この時も、どら焼きは、何とか口にしてもらったが、今度は口に入れたのと吐瀉物が噴出したのとがほぼ同時だった。
「まるで、虐待事件と同じ情景のようですね。以前、僕は虐待により、餓死寸前まで追い詰められた少年と面会させていただいたことがありましたが、彼の話によりますと、食べ物を勝手に口にすると、母親に野球のバットで強打されたことを繰り返したそうです。あとで警察の関係者が、食べ物の写真を見せただけでも、嘔吐を繰り返していたと聞きました。それと、同じようなことを、水穂さんも体験しているのでしょう。」
ジョチがそう解説すると、
「うるさい、お前さんの赤旗思想を聞くために来たわけじゃないんだよ。三度目の正直だ。こんどこそ、ちゃんとどら焼きを飲み込んでくれ!頼むから!」
杉三が、負けないくらい、でかい声で怒鳴った。
「いいか、もう一回やれ。今度こそちゃんとやれ。今度吐き出したら許さんぞ。もう、今度吐き出したら、お前のことぶったたいてやる。」
「ちょっと、ひどいこと言わないでくださいよ。これはちょっとハードルが高いですから、少しハンディを付けたほうがいいですね。直接飲み込むのは、大変だと思いますから、これで流し込んでやります。」
杉三の決定に、くまさんがそっと言って、吸い飲みをもって彼の隣についた。
「まあ、、、確かにそうだな。ちょっとかわいそうだからな。よし、そうしてくれ。じゃあ、三度目の挑戦だ!今度こそやってくれよな。いいか、もう一回いうが、今度こそ失敗したら認めんぞ。
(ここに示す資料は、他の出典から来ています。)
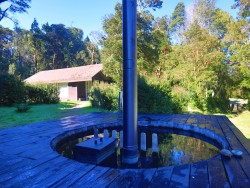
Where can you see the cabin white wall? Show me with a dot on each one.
(64, 91)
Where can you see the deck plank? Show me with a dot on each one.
(217, 175)
(199, 175)
(27, 159)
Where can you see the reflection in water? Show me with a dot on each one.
(173, 150)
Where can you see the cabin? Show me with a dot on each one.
(74, 83)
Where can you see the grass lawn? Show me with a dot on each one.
(242, 122)
(38, 113)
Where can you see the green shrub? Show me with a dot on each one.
(42, 94)
(180, 99)
(12, 90)
(23, 107)
(104, 95)
(217, 105)
(154, 97)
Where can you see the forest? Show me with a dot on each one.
(198, 55)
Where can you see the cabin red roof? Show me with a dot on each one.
(75, 74)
お前のこと、本当にぶったたくからな!」
半ば脅迫するように言ったが、水穂が返答してくれたかどうかは不明であった。返答を待ってからのほうが良いのではないかと思うのだが、そんなことを聞く暇はなかった。
「食えよ!」
もう一回、どら焼きが目の前に突き出される。ところが、どら焼きどころか、どら焼きというよりも、剣を目の前に出されたように見える。まるでどら焼きのあんこの色が、まるで剣の鋼のように光った。もう、これでは万事休すだ!と覚悟を決めるなんてできるはずもなく、ただ、原爆の炎におびえて泣きはらす、という一般市民のように、パニックになって泣いて泣いて泣いて泣き叫び、もう人間というより、猛獣というほうがふさわしかった。
「もう、これはやめたほうがいいのかもしれませんな。」
沖田先生が、思わずそういってしまうほどであった。でも、そうなると、何が待っているのか、みんな知っていたから、文句は言えなかった。
「うるさーい!」
泣き叫ぶ声を切り裂くように杉三が怒鳴った。すごい音量であったので、一瞬全員、つまり泣き叫んでいた水穂さえも、動作が止まった。
「お前はな、お前の顔にはなんで目がついてるんだ。よく考えろ、それは、後ろについてるもんじゃないだろう。人間の目ってのはな、前しか見えるようにしかできてないんだよ。後ろなんか見たって何もならないってことを、教えるためにそうしたんじゃねえのかよ!違うのかよ!どうなんだよ!」
杉三の怒鳴り声は、最初こそ脅迫するような響きもあったが、そのうちに、それはなくなっていき、しまいには、なんだか悲しそうなそんな響きに変わった。きっとそのうち、杉三も、止められないということに、気が付いてきたのかもしれない。人間は、どうしてもだめなこともある。天災がその代表的なものだが、ほかにも人間が解決できないものは、いくらでもある。その解決策として、勉学というものがあり、科学とか、医学とか、そういうものを開発してきたのだが、そういうものだけではどうにもならないものは、まだまだ、まだまだあるのかもしれない。
「頼む、頼む、頼むよ、、、。そうしなきゃ、僕がお前に半分あげた意味が何にもなくなっちゃうじゃないかよ、、、。なあ、、、。食えよ、、、。食えよ、、、。頼むから、、、。食えよ!」
杉ちゃんこそ、だんだんに狂乱していって、猛獣と化していくように見えた。それでは、二人の狂人ということになってしまうのではないか、とくまさんも、ジョチも、不安になってしまう。
「痛え!指をかむな!」
いきなり杉三が怒鳴った。
「いまだ!」
思わずぱくちゃんも怒鳴る。
「口にいれましたね。」
ジョチもそうつぶやいた。
くまさんが、水穂の口に吸い飲みを無理やり押し込んで、水を流し込んだ。杉三が、指を彼の口から抜く。そこにどら焼きは、、、ついていなかった。
「飲み込んだ、、、。」
思わず、ぱくちゃんがそういう。
「やった、、、やった、やったぜえ!よくできました!よくできました!よくできました!百点満点。もう、ほかに言葉も何もないよ。」
杉三がまた、英雄の上に覆いかぶさって泣きはらすのを見て、沖田先生もジョチも、少しばかりため息をつき、
「かなわないですね、結局、彼でなければ、そういうことはできないでしょう。一見すると、脅迫のように見えるけど、それはきっと、愛情のほうが勝っているのだから、脅迫というより、一生懸命背中を押していたんだと思います。」
「ええ、ある意味、珍しいのではないでしょうか。ああして、愛情をもって接してくれる存在があるっていう人物は。それはきっと、容姿だとか階級だとか、社会的地位では、提供してはくれません。きっと、そういうことだと思います。それは、僕たちには、表現できない何か、なんだと思います。」
と、顔を見合わせて言った。
「その、な、に、か、って何だろう。」
ぱくちゃんは、素朴な疑問として、くまさんに静かに聞くと、
「いやいや、俺達にはまだこれからだよ。」
くまさんは、ある意味うらやましいと思いながら言った。